Ontbrak de politieke wil in Nederland?
“Misschien. Zie de resultaten.”
Hoe moet het verder?
“Wij zeggen: zet een stip aan de horizon. Zoals: wij willen over twintig jaar duurzame brandstoffen kunnen maken voor een kostprijs van zoveel euro. Of: wij willen in Nederland over zoveel jaar geen gas meer hebben in de woonwijk. Gewoon een ambitieuze missie neerzetten en daar een groot programma op draaien met andere kennisinstellingen en bedrijven. Dan gaat het in ieder geval bewegen. Want als niemand beweegt, beweegt niemand. Het kan dus zijn dat het te complex is en mensen denken: ‘Help, ik doe niks’. Ik zou liever hebben: ‘Energietransitie complex? Ga wat doen!’
Maar er wás al een doelstelling. Begin dit jaar stond in een rapport van EU-commissaris voor energie Maros Sefcovic dat Nederland te weinig investeert in duurzame energie en daardoor zijn nationale doel niet gaat halen. Ben je het met hem eens?
“We hebben weinig ruimte in Nederland. Wind op land kun je wel plannen als overheid, maar met onze bezwaarprocedures duurt het allemaal erg lang. Uitgebreid invoeren van zonne-energie in het platteland, zoals Duitsland heeft gedaan: wijs maar aan waar dat moet. We hebben een grote ruimtelijke-planningsproblematiek. Dat lijken allemaal smoesjes om te zeggen dat we het niet halen, maar die problematiek is er wel. Nu lijkt de stap richting offshore windparken, waarvan de kostprijs daalt, een goede om die percentages renewable energy te gaan halen.”
Maar we hebben toch ruimte buiten de Randstad?

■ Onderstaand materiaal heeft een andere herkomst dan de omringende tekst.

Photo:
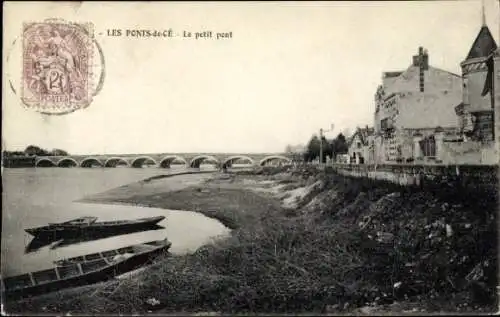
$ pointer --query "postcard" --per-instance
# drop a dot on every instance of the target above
(221, 158)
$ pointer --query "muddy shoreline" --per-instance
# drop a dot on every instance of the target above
(303, 243)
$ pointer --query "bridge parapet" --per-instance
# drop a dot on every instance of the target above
(163, 160)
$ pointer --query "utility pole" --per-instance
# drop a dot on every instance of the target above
(321, 141)
(321, 145)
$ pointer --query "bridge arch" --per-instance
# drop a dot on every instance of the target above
(274, 158)
(115, 161)
(233, 158)
(67, 162)
(168, 160)
(139, 161)
(197, 160)
(45, 163)
(90, 162)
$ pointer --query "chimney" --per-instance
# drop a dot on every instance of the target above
(422, 61)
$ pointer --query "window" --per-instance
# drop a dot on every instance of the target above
(428, 146)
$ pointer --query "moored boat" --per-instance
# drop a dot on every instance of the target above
(88, 225)
(82, 270)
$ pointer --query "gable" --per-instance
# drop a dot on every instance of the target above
(483, 45)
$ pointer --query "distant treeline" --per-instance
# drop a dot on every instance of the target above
(33, 150)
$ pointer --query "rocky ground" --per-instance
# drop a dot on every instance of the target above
(304, 241)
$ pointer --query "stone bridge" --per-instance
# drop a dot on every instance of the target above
(163, 160)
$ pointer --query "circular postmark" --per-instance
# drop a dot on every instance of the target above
(62, 66)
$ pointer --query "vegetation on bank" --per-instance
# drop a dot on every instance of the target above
(352, 243)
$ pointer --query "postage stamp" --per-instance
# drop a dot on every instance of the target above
(62, 66)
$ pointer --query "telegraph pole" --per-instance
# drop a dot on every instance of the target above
(321, 145)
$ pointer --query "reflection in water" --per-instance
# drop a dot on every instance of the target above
(59, 241)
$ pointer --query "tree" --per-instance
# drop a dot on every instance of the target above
(339, 145)
(313, 149)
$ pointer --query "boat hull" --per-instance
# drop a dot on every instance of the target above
(100, 275)
(58, 232)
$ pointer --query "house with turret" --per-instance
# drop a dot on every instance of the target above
(478, 117)
(414, 107)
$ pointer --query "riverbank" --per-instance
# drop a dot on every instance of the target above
(307, 242)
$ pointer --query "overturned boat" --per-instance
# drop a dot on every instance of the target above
(88, 226)
(83, 270)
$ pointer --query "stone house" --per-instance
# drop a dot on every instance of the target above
(477, 113)
(361, 146)
(411, 106)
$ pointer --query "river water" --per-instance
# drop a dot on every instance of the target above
(34, 197)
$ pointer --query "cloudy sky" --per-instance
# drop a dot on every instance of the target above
(288, 70)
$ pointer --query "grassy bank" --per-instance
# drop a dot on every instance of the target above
(349, 243)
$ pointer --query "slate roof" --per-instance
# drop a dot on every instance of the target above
(363, 133)
(483, 45)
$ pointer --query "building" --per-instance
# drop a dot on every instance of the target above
(411, 105)
(476, 110)
(478, 118)
(361, 146)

“Dat valt tegen, want we moeten ook aan akkerbouw doen, we vinden dat we koeien nodig hebben, en we hebben recreatie nodig. Je ziet het nu op de Noordzee waar we offshore wind gaan plannen, daar zit ook visserij, recreatie, scheepvaart. Allerlei belangen. Het is ook politiek. Die belangen bijten elkaar, maar je kunt niet vanuit één oogpunt energie duurzaam invoeren en zeggen: nu gaan we de Noordzee claimen. Dat gaat niet.”
Moeilijke overwegingen…
“Ja, maar wij leiden onze studenten daarvoor op en die gaan het hopelijk allemaal oplossen voor ons.” (Lacht) “Zij zien het energiesysteem als een samenhangend systeem. Wat betekent invoering van zonne-energie voor bestaande gas- en kolencentrales? Welke impact heeft die technologie op andere technologie? Wat kan een overheid doen met regels? Die manier van denken leren we ze en die is nodig om door deze transitie heen te komen.”
CV
Paulien Herder (1971) studeerde scheikundige technologie in Delft en werd in 2009 benoemd als hoogleraar engineering systems design in energy. Ze richt zich op het ontwerp en het management van energiesystemen en dan vooral op de transitie naar duurzame energievoorzieningen. Ze werd in 2013 voorzitter van het Delft Energy Initiative en in 2014 lid van het nationale TopTeam Energie dat energietransitie wil stimuleren. Als enige Europese wetenschapper is Herder bestuurslid van het CESUN netwerk: de Council of Engineering Systems Universities. Herder kreeg als eerste vrouw de Leermeesterprijs, bestaande uit vijftienduizend euro, een oorkonde en een vliegticket voor een sabbatical. Ze is getrouwd en heeft drie kinderen.
Do you have a question or comment about this article?
c.j.c.vanuffelen@tudelft.nl
Comments are closed.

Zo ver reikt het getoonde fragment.